7 années de relations intimes avec l’Amazonie : Rapport Yogash
Depuis 2004, Solen A.M.K. a réalisé de nombreux voyages de recherche en terres indigènes d’Amazonie :
En 2004 chez les Ashaninka, Brésil
En 2004 chez les Yawanawa, Brésil (Nova Esperança & Mutu)
En 2006 chez les Yawanawa, Brésil (Nova Esperança & Mutu)
En 2007 chez les Huni Kui, Brésil (Alto Mir)
En 2007 chez les Huni Kui, Brésil (Sao Joaquim)
En 2007 chez les Ashaninka, Brésil
En 2009 chez les Shuars, Equateur
En 2009 chez les Yawanawa, Brésil (Nova Esperança)
En 2009 chez les Puyanawa, Brésil
En 2010 chez les Yawanawa, Brésil (Nova Esperança & Mutu)
Ces voyages ont été réalisés dans le cadre des objectifs fondateurs de l’association Yogash créée officiellement par Solen en 2006, i.e. :
- 1. Connaître les traditions spirituelles de l’humanité
2. Soutenir leurs rayonnements culturels
3. Tisser des liens entre elles
Depuis 2006, les voyages ont été ouverts à la participation des membres de l’association :
Mauro G. F.
Marc C.
Naja R.
Suzanne L.
Edith O.
Elisa M.
Jean-Paul B.
Ricardo M.
Meherban S.
Bénédicte F.
Julie S.
Romulo P.
Sylvie E.
Antonio
Isabelle C.
Victoria
Fabiola M.
Marcio E.
April B.
Plus particulièrement, les voyages ont été articulés via la vision du Projet Miroir Amazone dont les différentes éditions ont été élaborées autour des thèmes suivants : - 1. La connaissance de soi au travers de l’expérience en milieu indigène : cette intention primordiale pour tous les participants garantissait une attitude d’écoute et d’observation ouvrant la porte à une expérience au maximum déconditionnée (respectueuse et impartiale) des savoir-vivre de nos hôtes. - 2. L’échange interculturel : cette deuxième direction donnée à nos missions en Amazonie a amené certains participants à enseigner le yoga, pratiquer des soins énergétiques, organiser des ateliers de pédagogie alternative pour les enfants, émettre des recommandations technologiques sur des problématiques structurelles mises en exergue par les tribus, etc. Face à ce partage des connaissances cherchant toujours à nourrir les communautés de manière complémentaire à l’essence indigène de leurs systèmes de connaissances - essence qui nous séduisait et que nous n’aurions pas voulu ébranler, les peuples ont souvent mieux pu entrevoir leur particularisme, leurs avantages comparatifs, leurs possibles qualités de service au monde et finalement leur universalité.

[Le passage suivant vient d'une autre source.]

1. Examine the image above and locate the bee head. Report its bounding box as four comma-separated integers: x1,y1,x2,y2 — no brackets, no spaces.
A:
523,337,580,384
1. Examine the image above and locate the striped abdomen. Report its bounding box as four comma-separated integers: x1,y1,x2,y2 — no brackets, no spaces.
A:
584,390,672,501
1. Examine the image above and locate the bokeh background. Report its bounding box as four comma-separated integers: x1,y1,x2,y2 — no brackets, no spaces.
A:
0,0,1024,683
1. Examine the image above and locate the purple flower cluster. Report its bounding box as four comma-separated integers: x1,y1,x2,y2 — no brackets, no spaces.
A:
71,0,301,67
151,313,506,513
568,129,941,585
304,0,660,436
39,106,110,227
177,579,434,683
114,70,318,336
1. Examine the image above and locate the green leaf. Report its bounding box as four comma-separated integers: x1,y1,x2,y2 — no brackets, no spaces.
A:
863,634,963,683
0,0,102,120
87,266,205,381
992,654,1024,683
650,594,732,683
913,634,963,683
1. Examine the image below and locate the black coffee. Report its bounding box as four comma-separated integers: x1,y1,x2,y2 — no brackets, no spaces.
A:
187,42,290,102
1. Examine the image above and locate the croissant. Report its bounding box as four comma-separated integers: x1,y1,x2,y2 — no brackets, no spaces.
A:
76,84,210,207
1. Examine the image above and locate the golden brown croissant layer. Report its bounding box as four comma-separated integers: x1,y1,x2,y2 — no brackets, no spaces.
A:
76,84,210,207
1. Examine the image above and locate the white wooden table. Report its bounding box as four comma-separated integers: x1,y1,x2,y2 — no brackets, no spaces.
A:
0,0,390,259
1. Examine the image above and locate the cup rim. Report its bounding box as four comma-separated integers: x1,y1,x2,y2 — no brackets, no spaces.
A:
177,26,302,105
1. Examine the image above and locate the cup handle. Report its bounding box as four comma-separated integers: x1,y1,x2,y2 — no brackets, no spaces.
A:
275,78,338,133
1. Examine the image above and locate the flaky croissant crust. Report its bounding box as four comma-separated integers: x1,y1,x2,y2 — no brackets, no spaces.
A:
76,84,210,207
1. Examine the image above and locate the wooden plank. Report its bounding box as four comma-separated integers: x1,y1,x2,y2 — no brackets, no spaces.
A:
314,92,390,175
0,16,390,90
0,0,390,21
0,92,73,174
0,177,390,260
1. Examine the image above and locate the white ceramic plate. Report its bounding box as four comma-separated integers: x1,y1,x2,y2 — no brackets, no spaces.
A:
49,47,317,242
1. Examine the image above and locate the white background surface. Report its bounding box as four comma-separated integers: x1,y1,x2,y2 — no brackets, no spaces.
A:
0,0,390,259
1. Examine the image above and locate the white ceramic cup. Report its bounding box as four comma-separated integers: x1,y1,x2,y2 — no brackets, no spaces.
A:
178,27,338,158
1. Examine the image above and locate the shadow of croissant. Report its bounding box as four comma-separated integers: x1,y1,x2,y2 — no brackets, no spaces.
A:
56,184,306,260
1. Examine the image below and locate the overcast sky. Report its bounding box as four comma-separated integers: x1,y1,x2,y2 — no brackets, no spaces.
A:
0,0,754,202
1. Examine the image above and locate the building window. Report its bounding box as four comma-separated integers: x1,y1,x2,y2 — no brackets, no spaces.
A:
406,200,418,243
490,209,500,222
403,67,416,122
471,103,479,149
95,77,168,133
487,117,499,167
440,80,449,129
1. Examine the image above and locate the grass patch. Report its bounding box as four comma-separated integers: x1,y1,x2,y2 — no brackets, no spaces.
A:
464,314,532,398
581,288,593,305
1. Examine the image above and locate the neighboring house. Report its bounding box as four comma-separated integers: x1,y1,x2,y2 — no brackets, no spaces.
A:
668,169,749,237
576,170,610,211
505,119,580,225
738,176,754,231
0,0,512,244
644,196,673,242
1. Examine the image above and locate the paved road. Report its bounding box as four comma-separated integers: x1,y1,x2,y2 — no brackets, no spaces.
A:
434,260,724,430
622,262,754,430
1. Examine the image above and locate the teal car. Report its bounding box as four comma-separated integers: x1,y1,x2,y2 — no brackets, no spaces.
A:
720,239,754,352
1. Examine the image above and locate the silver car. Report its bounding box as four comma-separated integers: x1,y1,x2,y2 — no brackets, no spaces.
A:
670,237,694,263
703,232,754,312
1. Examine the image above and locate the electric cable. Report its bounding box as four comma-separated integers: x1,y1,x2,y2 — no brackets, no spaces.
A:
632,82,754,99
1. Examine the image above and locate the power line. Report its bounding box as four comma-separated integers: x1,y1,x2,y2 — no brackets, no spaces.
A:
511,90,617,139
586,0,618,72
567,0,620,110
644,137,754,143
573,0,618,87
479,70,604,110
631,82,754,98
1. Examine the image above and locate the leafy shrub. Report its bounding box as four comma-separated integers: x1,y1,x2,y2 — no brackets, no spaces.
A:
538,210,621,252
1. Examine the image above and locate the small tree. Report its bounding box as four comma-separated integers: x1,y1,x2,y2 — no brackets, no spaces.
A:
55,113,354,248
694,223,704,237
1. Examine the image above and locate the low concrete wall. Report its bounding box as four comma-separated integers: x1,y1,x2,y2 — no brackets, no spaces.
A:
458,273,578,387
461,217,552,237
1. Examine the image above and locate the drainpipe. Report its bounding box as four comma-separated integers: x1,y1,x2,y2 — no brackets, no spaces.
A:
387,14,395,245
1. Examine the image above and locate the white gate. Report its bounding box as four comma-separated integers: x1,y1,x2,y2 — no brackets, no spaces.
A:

Ainsi nos missions ont-elles abouti aux résultats positifs suivants :
1. Un accès exceptionnel aux techniques de guérison des peuples d’Amazonie
Signalons entre autres les faits suivants :
Tous les participants ont été invités aux pratiques culturelles les plus communes entourant l’ingestion de la préparation Ayahuasca, l’inhalation de Tabac et la vaccination de la sécrétion de la grenouille Kambo (les peuples font usage de ces médecines en famille et société, en chantant, dansant, priant, réfléchissant, se remémorant leurs mythes et projetant leur futur)
En 2009, 6 participants ont été invités à des rituels thérapeutiques initiatiques (ingestion de Jenipap ou de Maïs fermenté dans le cadre de cérémonies personnalisées suivies de plusieurs semaines de diète)
En 2010, Solen a été invitée au rituel initiatique le plus sacré du peuple Yawanawa : l’ingestion de Muca accompagnée d’un ensemble de pratiques et de transmissions pédagogiques traditionnelles symbolise l’entrée dans le monde du chamanisme ancestral yawanawa
>A force de patience et de concentration, nous avons donc progressivement été introduits aux techniques de guérison les plus avancées des peuples rencontrés.
>Nous avons été témoins, chacun à sa manière (cf. rapports en ligne sur le site), que la nourriture holiste reçue avait été absente de nos chemins de vie antérieurs et qu’elle venait révéler et soigner un déséquilibre latent à différents niveaux de nos êtres.
2. L’aspiration des peuples à préserver et promouvoir leurs savoir-faire traditionnels
Avec les intentions du Projet Miroir Amazone, nous avons toujours cherché à interagir avec les peuples d’Amazonie d’une manière pédagogique pour tous. Les peuples nous ont dit plusieurs fois que nous les avions inspirés à se dévouer à leur reconstruction. il est difficile de dire quel a été notre réel impact mais nous pouvons noter que nos relations ont correspondu avec une période de reconstruction et valorisation des modes de vie traditionnels. Chez les Yawanawa par exemple, depuis 2004, voici certains des projets qui ont été élaborés :
Elaboration de 2 centres spirituels de formation, attrait des jeunes à reprendre les études traditionnelles, premières femmes se formant
Restauration des jardins médicinaux
Ouverture d’un chemin sacré menant à un lieu de pierres cérémonielles anciennes récemment re-découvertes
Re-construction de maisons traditionnelles dans les arbres et de temples de guérison
3. La curiosité des peuples à apprendre d’autres traditions de l’humanité
Depuis le début, les enfants nous accompagnent avec enthousiasme dans nos pratiques de yoga
Les chamanes reconnaissent en certains de nous un pouvoir qui vient d’ailleurs, des montagnes, des pierres ou des étoiles (ou bien voient-ils parfois des âmes parentes venant les aider à se mettre en contact avec l’extérieur)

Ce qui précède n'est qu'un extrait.